Tverskaya Zastava is a square in Central Administrative Okrug in Moscow. Belorussky railway station faces the square. The streets which terminate at the square are, in counterclockwise order, Leningradsky Avenue, Gruzinsky Val, 2nd Brestskaya Street, 1st Brestskaya Street, 1st Tverskaya-Yamskaya Street, Lesnaya Street, and Butyrsky Val.

History 
The site of the square is the former edge of the city of Moscow on the road to Tver. A customs post (zastava) was established there in 1742. Victorious Russian armies passed through the gate there, and in 1814 a wooden triumphal arch was erected at what was now called Triumphalnaya (Triumphal) Square, to celebrate victory over Napoleon. In 1834 this was replaced by a masonry arch and the square was renamed New Triumphal Gates Square. 

What is now Belorussky railway station opened at the square in 1870 under the name of Smolensky station.
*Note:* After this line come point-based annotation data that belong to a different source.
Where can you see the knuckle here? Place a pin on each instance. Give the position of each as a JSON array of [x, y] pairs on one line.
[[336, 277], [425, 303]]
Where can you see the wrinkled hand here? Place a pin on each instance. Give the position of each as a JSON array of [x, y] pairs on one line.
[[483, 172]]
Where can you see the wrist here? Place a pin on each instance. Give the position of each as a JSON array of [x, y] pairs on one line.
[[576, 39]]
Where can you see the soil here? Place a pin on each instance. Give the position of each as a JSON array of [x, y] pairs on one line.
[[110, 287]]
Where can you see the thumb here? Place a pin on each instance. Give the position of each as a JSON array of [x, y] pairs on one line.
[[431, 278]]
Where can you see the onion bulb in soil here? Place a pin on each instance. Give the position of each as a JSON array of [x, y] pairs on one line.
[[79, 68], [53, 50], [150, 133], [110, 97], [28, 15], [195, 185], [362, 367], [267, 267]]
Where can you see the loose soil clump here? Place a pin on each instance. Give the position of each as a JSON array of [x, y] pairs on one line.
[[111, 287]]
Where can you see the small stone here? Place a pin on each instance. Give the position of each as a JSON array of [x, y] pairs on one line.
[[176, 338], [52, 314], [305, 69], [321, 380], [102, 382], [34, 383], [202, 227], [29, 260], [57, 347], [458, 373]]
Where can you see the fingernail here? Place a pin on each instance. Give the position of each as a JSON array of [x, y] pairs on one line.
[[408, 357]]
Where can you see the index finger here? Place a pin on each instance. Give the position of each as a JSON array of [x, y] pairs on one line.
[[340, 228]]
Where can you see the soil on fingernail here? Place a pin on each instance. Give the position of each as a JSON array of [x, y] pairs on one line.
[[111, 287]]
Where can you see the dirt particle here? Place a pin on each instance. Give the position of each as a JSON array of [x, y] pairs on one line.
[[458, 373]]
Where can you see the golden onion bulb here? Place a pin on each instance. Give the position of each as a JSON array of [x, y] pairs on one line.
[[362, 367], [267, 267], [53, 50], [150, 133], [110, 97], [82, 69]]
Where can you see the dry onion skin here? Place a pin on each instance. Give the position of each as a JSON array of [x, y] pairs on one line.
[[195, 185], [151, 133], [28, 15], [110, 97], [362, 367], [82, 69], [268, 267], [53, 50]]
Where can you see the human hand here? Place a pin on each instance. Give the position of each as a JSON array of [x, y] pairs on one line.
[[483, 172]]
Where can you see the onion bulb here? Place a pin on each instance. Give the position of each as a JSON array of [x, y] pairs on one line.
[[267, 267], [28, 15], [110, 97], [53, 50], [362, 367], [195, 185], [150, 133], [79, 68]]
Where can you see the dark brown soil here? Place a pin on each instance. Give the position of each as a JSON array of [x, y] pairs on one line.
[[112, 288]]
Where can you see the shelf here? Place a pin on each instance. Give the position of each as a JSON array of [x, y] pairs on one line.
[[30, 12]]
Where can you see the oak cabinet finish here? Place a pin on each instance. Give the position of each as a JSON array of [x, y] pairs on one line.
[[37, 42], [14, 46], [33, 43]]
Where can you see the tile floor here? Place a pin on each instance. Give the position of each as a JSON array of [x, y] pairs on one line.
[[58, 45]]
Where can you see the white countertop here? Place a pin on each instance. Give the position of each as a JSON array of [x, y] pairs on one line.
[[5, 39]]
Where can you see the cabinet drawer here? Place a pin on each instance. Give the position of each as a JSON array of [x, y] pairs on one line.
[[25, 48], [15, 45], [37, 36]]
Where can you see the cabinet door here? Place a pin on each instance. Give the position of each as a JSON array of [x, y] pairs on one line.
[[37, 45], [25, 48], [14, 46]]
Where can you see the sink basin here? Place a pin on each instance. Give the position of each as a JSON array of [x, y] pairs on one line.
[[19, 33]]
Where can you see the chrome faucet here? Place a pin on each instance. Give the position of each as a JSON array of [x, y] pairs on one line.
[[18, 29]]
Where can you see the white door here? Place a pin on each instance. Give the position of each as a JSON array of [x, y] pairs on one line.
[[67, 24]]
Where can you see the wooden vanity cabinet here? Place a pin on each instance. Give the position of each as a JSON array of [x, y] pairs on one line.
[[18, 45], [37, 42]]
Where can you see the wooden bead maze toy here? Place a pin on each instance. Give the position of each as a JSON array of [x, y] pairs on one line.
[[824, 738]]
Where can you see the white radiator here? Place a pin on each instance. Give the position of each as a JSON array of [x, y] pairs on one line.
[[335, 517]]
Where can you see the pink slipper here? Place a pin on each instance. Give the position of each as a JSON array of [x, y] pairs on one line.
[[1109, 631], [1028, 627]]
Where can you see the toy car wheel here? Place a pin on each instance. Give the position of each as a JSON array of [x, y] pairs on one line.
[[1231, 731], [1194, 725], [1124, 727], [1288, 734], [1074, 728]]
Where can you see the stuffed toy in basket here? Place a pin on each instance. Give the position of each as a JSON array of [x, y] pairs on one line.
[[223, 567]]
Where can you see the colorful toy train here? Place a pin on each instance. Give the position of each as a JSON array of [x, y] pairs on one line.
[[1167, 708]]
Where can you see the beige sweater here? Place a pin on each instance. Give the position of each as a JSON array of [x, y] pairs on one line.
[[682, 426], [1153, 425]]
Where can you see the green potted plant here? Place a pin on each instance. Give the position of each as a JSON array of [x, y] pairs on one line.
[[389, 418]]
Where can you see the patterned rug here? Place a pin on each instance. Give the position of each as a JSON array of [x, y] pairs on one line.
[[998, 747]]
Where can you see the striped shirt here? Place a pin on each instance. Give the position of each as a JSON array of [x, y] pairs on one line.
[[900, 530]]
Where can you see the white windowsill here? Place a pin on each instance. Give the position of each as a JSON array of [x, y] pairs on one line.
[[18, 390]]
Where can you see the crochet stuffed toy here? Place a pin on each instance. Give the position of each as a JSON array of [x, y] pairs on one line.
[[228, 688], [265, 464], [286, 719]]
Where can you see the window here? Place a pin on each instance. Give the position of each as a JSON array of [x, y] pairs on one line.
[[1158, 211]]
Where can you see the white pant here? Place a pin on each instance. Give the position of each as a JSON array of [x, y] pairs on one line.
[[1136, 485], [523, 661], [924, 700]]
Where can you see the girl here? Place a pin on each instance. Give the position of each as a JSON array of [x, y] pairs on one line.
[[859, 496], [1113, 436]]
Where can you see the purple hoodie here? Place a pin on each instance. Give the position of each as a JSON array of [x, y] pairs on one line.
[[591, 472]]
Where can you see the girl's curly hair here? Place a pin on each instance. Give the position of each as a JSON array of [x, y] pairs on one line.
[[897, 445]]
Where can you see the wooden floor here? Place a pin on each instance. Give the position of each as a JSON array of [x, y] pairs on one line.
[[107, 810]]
It was renamed to Brest station after the line was extended, and again to Aleksandrovsky station after the building was redesigned. In May 1936 it was given its present name of Belorussky station. That year the square was redesigned and the arch removed; it is now at Victory Square.

By 1950 Tverskaya Zastava Square had been laid out as a park. A bronze statue of Maxim Gorky was installed there in 1951, but when the square was reconstructed in 2008, was removed to the sculpture park near the Central House of Artists.